しかし、刑事とはどうあるべきかをよく知っている。
所轄署から県警捜査一課に抜擢。
★島刑事の設定が興味深い。DVD−BOXの解説
書と合わせて見比べてみると、うなずける
部分がありますね。
再び見直して・・・
(2009年DVD−BOX鑑賞後の感想)
放送終了から、26年を経て改めてGメン82を観た際、当時とは異なり、スタッフが目指した
クオリティの高い制作スタンスを感じた。年月を経なければわからなかったとは
残念であるが、DVD発売という機会が改めて作品の評価に繋がってゆくことを実感した。

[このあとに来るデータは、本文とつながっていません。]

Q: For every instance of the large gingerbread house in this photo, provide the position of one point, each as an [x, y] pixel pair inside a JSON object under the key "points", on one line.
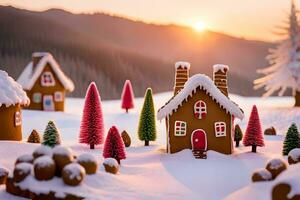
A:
{"points": [[200, 116], [45, 83], [12, 98]]}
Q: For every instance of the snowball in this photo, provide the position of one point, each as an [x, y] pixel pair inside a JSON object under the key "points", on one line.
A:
{"points": [[63, 151], [221, 67], [75, 170], [11, 93], [276, 163], [43, 161], [86, 157], [24, 167], [111, 162], [295, 154], [182, 64]]}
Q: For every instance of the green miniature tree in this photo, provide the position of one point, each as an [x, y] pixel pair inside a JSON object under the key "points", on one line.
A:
{"points": [[147, 127], [238, 135], [34, 137], [292, 140], [51, 135]]}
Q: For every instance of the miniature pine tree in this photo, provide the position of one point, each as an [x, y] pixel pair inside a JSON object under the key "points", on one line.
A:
{"points": [[127, 96], [238, 135], [114, 146], [292, 140], [34, 137], [51, 135], [92, 126], [253, 136], [147, 127]]}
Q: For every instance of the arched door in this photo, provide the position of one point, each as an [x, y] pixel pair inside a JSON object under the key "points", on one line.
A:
{"points": [[199, 140]]}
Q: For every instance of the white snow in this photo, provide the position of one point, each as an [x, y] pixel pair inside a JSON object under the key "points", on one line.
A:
{"points": [[61, 150], [111, 162], [148, 172], [276, 163], [86, 157], [182, 64], [295, 154], [11, 93], [43, 161], [74, 170], [221, 67], [264, 173], [191, 85], [29, 76]]}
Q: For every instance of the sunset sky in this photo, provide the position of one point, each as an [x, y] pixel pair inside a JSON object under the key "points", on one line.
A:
{"points": [[252, 19]]}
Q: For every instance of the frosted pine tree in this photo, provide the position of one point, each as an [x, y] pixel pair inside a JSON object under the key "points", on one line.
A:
{"points": [[284, 69]]}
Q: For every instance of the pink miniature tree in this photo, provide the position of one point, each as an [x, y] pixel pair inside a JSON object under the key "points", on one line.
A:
{"points": [[253, 136], [127, 96], [114, 146], [92, 126]]}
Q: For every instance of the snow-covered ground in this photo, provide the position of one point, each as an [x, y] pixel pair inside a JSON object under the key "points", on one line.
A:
{"points": [[149, 173]]}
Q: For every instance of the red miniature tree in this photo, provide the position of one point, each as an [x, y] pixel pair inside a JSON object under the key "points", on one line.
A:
{"points": [[92, 126], [253, 136], [127, 96], [114, 146]]}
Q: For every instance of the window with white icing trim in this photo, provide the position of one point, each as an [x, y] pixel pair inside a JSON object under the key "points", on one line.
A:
{"points": [[220, 129], [47, 79], [18, 118], [200, 109], [58, 96], [37, 97], [180, 128]]}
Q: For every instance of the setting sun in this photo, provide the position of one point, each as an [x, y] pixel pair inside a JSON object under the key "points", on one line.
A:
{"points": [[200, 26]]}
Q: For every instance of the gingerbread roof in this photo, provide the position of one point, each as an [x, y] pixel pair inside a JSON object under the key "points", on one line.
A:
{"points": [[29, 76], [202, 81], [11, 93]]}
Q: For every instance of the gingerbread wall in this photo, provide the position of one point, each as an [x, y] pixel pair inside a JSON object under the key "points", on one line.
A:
{"points": [[214, 114], [8, 130], [59, 106]]}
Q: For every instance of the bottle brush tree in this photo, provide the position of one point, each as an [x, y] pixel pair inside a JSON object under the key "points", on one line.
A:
{"points": [[253, 136], [292, 140], [238, 135], [92, 126], [127, 96], [114, 146], [147, 126], [34, 137], [51, 135]]}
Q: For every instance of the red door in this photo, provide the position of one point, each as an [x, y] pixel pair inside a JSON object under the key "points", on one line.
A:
{"points": [[199, 140]]}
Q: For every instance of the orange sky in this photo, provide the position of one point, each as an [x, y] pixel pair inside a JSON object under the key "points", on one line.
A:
{"points": [[253, 19]]}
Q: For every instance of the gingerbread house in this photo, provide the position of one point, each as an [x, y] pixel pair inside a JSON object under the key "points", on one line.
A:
{"points": [[45, 83], [200, 116], [12, 97]]}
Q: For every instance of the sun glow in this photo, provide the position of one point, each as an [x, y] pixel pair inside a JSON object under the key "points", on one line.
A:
{"points": [[200, 26]]}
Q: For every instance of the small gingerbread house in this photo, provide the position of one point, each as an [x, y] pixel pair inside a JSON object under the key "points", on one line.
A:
{"points": [[45, 83], [200, 116], [12, 97]]}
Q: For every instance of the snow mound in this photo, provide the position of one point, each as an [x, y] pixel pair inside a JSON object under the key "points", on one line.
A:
{"points": [[86, 157], [295, 154], [75, 170], [43, 161], [11, 93], [190, 86], [111, 162]]}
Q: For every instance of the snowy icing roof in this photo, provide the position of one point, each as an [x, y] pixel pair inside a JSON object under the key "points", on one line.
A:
{"points": [[11, 93], [29, 76], [221, 67], [191, 85], [182, 64]]}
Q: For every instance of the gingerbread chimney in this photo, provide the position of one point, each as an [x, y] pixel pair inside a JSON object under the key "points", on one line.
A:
{"points": [[220, 77], [181, 76]]}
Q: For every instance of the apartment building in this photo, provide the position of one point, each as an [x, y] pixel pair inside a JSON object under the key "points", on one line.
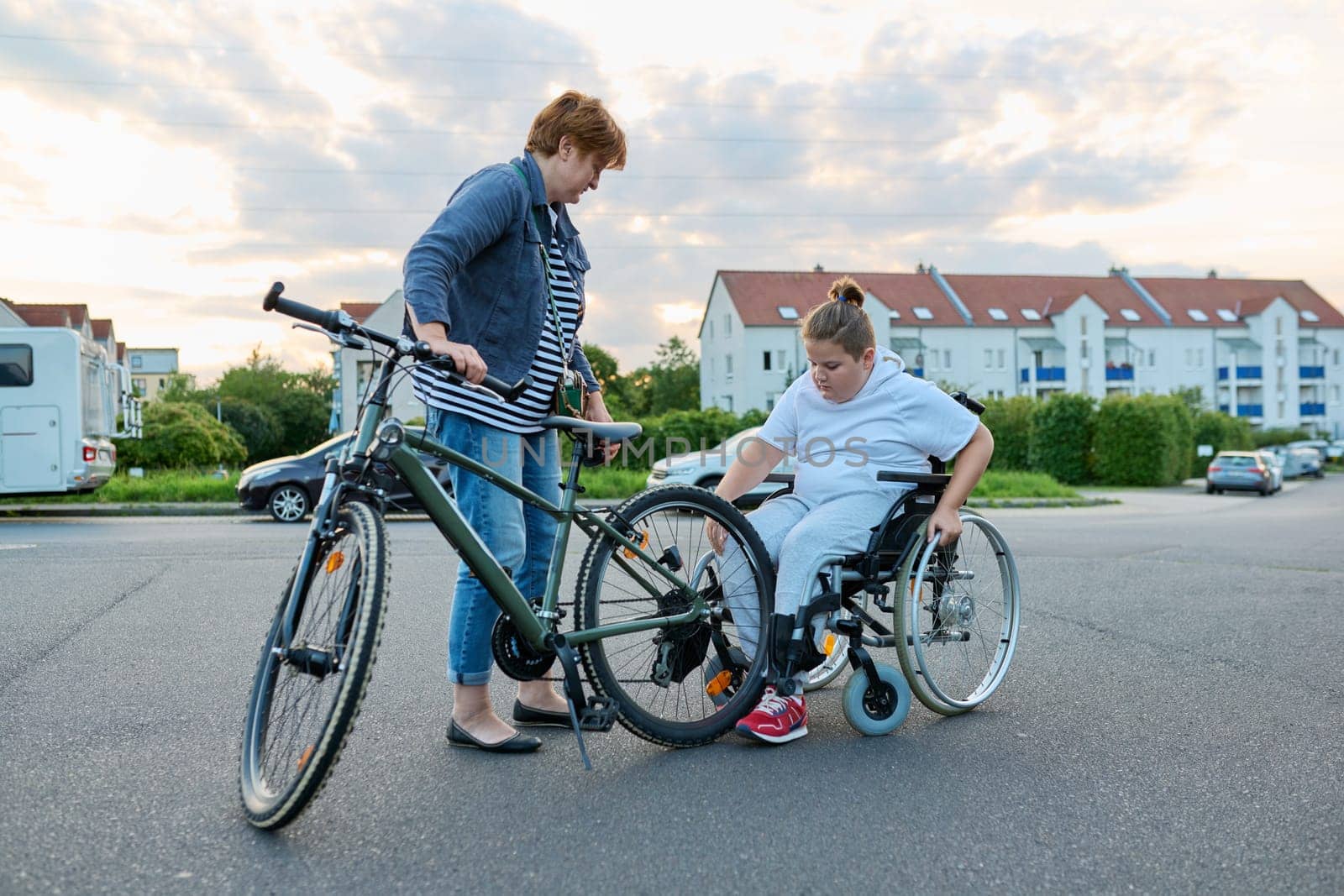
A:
{"points": [[1263, 349]]}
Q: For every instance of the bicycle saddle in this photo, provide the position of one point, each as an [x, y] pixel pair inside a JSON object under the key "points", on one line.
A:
{"points": [[582, 429]]}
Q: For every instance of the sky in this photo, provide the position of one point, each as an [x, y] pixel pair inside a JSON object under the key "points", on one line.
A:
{"points": [[165, 163]]}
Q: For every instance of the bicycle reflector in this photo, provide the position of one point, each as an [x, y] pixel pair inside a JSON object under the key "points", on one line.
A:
{"points": [[716, 685], [644, 546]]}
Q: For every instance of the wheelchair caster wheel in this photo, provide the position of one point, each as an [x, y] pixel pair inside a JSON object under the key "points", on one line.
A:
{"points": [[877, 708]]}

・最終回:Gメンが一貫して貫いてきた真実との対峙から生まれる職務と人間の葛藤、
追う者と追われる者との紙一重的な脆さ。
82では後者を描写しており、Gメンスピリッツを75最終回共々魅せてくれたこと。
ラストの離陸シーンでの唐突な幕引きは、長年の疑問であったが、おそらく
打ち切りによる最終回だというスタッフの無念さ、事実を受け止めた結果の表れ
であるように思えてならない。
・作 風:75全盛期のようなドライさは抑えられつつも、社会性を加味したテーマが
取り上げており17回という短い放送回数ながらも、75が築いてきた歴史を踏襲。
Gメンの世界観を凝縮したものに仕上がっている。
・レギュラー:没個性になりがちだった75後期の新レギュラーの扱いに比べ、82では明確に
光を当てたこと。黒木ボスの現場登場シーンの多様も、75スタート当初の動きの
良さを再現したかのような印象を受けた。
・考 察:番組編成、放送曜日や時間帯によるところが短命の原因だと思われる。
6ヶ月の充電を経て再登場した「Gメン82」であったが、結果的に裏番組の
「西部警察PARTII」に敗れる事となった。
見せるアクションの「西部」に対し、ストーリー展開や人間をじっくり描こうとした
「Gメン」が日曜夜8時という時間枠、視聴者の嗜好にそぐわなかったこと。
何度も中断を余儀なくされた特番編成にも打ち切りに拍車をかけた
要因があろう。
仮に、ナンバーを75のまま、土曜夜9時に放送していたら結果はどうだったで
あろうか?視聴者の興味をどこまで惹きつけ続けることができたであろうか?
時代が求める変化の試練は、どんな長寿番組にもあるし、Gメンとて例外ではなか
ったと思われる。
しかし、数十年の時を経た今でも作品が愛され続けているという事実、
新たなファンを得ている事実に作品の真の評価を感じる。